A Trusty Summertime Quartet

I’ve written before about the summertime New Yorker reading that awaits when my cartoonist colleague (and wife) Liza Donnelly and I make our annual trek to Maine. In that piece about summer reading I didn’t mention the quartet of older New Yorker magazines that also remain year after year in “Vacationland” (we continue working while here, so I suppose we might call it “Workland”).

These four issues (shown above) probably should have been brought back to the Spill archives in New York decades ago, and then placed in their appropriate stacks. It’s unthinkable now that I’d drive them southwest at summer’s end because they’re always fun to revisit them here in Downeast Maine. The issues, which coincidently cover the summer months, do not contain “famous” drawings or articles. They are fun to see because they are are reminders of a now ancient time before I got into the magazine. Two of the issues were published when I was a very little kid, and was into Batman comics, not Harold Ross’s metropolitan weekly. Those two issues (from 1961 and 1967) featured a number of artists I would come to greatly admire, and one, Peter Arno, I’d spend a good deal of time writing about. The other issues, from 1974 and 1976, came out during the time I was regularly being rejected (a seven year span that ended with my first sale in 1977). I likely studied those when they came out.

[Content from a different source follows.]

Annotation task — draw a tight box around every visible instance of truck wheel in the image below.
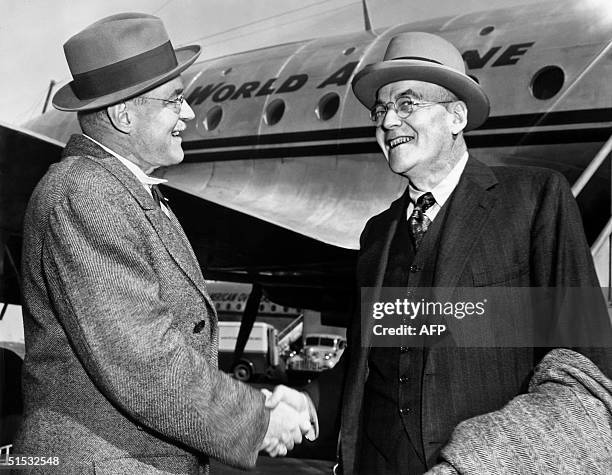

The issues contain work by so many cartoonists I would eventually meet — something that, to this day, is still unbelievable to me. The list is long, so I’ll just name a few: Steinberg, Addams, Gross, Ziegler, Modell, Stevenson, Fradon, Levin, Richter, Ed Arno, Reilly, Lorenz, Booth, Koren. Giants all. All my teachers, in a way. and more than that, all inspirational. I cannot think of any of these cartoonists without thinking of their cartoon worlds. I don’t need to think of a particular cartoon they did — just the “idea” of what they did, the enormous wealth of great drawing and great ideas they gave us. These four issues are a sampler of their gifts. As I go through each issue every year, the positive jolts continue: look at that full page Peter Arno! I don’t even read the caption, I just think about Arno’s command of a page. To use a modern term: he “owned” the full page. Look at Whitney Darrow’s draftsmanship, and Reilly’s — the energy, the style! Look at Alan Dunn’s way with a “scene,” look at Koren’s mastery of his characters and the space they occupied on a page. Look at Frank Modell’s ease with a line, and the humor he put down on paper. Henry Martin once told me that certain artists “draw funny.” Modell drew funny: you smiled just seeing his work. And Booth: what an amazingly funny, wonderfully drawn cartoon world he gave us. 

I could go on and on talking about about the individual artists. Each and every one charges me. They’ve done it again, as they’ve always done, these masters of our field. I’m anxious now to get the ink of my Rapidograph pen flowing, and to the waiting blank pieces of paper.